Hohe Auswärtshürden für Langstadt, Weil will Siegesserie in Bingen fortsetzen
Drei interessante Partien stehen am Wochenende in der 1. Bundesliga Damen an. Nach dem Schockerlebnis von Weil hätte sich der TSV Langstadt lieber einen Aufbaugegner gewünscht, den es in dieser ausgeglichenen Liga natürlich gar nicht gibt. Stattdessen muss man die anstrengende Tour nach Oberbayern antreten und hat mit Dachau und Kolbermoor richtig gute, heimstarke Gegner vor der Brust. Der ESV Weil, bisher so etwas wie die Mannschaft der Saison, hat hintereinander Weinheim und Langstadt geschlagen und will nun bei Schlusslicht Bingen zwei weitere Punkte in Empfang nehmen – doch das könnte schwieriger werden als manche denken.
Samstag, 14 Uhr: TSV Dachau 65 – TSV Langstadt
Erste Station des Tabellenzweiten aus Hessen auf seinem Bayern-Trip: Man trifft auf den Dritten Dachau, der zuletzt beim Derbysieg gegen Kolbermoor die Rekordkulisse von 370 Fans regelrecht in Verzückung versetzte. Die Dachauerinnen wollen natürlich Revanche nehmen für die unglückliche 4:6-Hinspielniederlage in Langstadt kurz vor Weihnachten.

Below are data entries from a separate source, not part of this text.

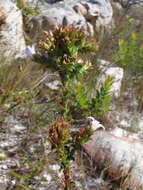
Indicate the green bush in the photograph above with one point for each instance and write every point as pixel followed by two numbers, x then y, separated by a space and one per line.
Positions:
pixel 75 100
pixel 65 45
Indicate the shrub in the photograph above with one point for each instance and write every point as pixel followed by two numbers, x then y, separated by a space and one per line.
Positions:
pixel 75 100
pixel 65 145
pixel 65 45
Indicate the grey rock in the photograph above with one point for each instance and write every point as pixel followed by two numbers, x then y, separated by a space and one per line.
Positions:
pixel 91 16
pixel 11 32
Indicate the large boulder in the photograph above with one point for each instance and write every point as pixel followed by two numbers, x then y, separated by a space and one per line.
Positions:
pixel 120 157
pixel 89 15
pixel 11 30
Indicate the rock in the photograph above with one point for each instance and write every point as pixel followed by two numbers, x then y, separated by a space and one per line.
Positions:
pixel 89 15
pixel 122 157
pixel 11 32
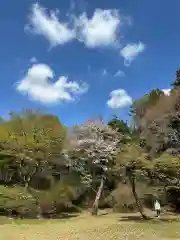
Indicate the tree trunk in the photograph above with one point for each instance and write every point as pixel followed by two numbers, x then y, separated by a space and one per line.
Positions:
pixel 98 195
pixel 138 202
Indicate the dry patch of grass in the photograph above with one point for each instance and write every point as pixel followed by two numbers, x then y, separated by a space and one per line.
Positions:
pixel 85 227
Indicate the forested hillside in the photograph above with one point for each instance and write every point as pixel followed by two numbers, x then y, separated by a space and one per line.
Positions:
pixel 47 168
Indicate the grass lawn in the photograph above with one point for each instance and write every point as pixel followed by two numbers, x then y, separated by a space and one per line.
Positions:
pixel 86 227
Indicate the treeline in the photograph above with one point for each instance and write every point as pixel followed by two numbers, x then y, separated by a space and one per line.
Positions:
pixel 47 168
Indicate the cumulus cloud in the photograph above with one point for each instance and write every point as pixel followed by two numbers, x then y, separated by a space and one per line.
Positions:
pixel 167 91
pixel 37 86
pixel 49 26
pixel 119 73
pixel 119 99
pixel 33 60
pixel 100 30
pixel 131 51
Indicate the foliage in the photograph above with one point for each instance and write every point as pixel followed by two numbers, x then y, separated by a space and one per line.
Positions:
pixel 94 148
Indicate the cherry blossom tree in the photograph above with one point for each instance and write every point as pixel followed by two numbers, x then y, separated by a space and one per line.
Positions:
pixel 93 146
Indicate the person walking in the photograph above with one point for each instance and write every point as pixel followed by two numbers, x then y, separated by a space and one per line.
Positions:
pixel 157 208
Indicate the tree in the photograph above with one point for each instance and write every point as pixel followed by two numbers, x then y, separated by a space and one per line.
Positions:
pixel 94 147
pixel 133 161
pixel 34 140
pixel 119 125
pixel 142 105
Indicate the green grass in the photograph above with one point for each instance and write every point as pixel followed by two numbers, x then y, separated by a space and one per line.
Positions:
pixel 86 227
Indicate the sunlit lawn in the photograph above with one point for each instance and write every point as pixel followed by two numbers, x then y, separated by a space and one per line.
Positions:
pixel 85 227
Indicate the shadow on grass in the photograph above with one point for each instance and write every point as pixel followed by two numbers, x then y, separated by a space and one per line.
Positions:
pixel 154 220
pixel 31 220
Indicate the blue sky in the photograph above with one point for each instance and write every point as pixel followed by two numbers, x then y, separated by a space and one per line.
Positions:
pixel 84 59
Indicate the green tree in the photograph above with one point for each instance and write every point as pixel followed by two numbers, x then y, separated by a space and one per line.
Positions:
pixel 133 163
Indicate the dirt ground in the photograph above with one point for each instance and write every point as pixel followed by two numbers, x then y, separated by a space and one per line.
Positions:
pixel 85 227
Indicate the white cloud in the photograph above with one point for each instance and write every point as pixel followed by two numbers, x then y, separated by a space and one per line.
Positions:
pixel 37 86
pixel 119 99
pixel 166 91
pixel 119 73
pixel 48 25
pixel 100 30
pixel 33 60
pixel 131 51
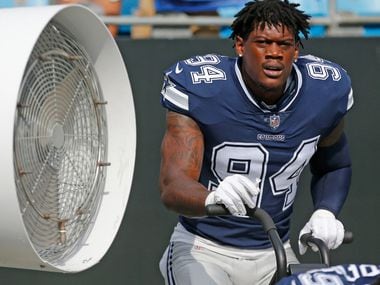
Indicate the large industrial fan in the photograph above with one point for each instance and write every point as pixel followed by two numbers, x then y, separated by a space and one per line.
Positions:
pixel 68 138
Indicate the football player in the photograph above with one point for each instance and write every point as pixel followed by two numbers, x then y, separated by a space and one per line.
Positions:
pixel 240 130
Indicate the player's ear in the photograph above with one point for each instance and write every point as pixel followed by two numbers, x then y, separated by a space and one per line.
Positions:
pixel 296 51
pixel 239 46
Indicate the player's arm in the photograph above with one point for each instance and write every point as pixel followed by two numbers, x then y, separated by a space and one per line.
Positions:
pixel 331 170
pixel 181 161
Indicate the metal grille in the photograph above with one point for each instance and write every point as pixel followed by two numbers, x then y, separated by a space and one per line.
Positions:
pixel 60 145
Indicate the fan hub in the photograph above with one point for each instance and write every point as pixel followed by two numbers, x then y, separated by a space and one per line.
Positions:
pixel 58 136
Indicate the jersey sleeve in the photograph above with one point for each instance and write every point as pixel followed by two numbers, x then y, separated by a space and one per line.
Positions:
pixel 174 92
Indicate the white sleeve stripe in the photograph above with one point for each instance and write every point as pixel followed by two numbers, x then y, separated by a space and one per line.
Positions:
pixel 350 100
pixel 176 97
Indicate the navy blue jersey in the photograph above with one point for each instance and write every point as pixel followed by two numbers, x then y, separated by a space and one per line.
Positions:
pixel 244 136
pixel 346 274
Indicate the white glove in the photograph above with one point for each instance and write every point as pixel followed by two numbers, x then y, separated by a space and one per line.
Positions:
pixel 325 226
pixel 235 191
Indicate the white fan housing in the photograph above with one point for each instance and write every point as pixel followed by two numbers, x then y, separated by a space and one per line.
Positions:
pixel 68 138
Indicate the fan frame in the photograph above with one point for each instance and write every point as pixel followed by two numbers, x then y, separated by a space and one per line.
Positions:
pixel 20 29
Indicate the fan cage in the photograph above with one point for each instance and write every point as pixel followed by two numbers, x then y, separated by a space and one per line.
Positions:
pixel 60 145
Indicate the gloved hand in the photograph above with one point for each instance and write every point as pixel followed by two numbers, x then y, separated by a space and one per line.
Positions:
pixel 325 226
pixel 233 192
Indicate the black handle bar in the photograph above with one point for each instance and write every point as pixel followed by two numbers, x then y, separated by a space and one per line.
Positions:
pixel 269 228
pixel 323 250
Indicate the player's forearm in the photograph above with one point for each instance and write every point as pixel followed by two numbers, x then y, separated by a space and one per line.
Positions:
pixel 184 196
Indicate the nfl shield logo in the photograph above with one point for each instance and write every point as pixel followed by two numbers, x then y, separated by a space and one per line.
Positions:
pixel 274 121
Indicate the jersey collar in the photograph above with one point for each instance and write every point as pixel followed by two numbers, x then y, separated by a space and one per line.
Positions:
pixel 285 102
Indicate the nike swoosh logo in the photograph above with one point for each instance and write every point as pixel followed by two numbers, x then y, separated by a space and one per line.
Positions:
pixel 178 69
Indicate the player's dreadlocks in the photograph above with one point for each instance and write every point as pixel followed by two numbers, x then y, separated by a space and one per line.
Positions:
pixel 257 14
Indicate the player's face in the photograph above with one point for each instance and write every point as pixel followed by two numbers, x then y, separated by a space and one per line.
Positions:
pixel 268 55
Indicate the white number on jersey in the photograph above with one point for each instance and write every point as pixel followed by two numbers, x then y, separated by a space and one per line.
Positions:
pixel 322 71
pixel 201 60
pixel 208 74
pixel 252 159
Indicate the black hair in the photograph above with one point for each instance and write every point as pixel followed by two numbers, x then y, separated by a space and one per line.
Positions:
pixel 257 14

Sportlich ist bei Winter und Co. alles im Lot, das Team gehört zu den besten der Liga und sorgt immer wieder für Highlights. Doch im seelischen Bereich gestaltet es sich schwieriger. Der Tod des langjährigen Schwabhäuser Machers und Managers Helmut Pfeil, auch in Dachau als Sportlicher Koordinator noch sehr nahe am Team und überaus beliebt, hat die Spielerinnen ziemlich mitgenommen. Am Tag vor der Partie wird Pfeil zu Grabe getragen – die eine oder andere Träne wird sicher nochmals fließen. Die Dachauerinnen werden am Samstagabend ganz gewiss auch für “ihren Helmut” spielen.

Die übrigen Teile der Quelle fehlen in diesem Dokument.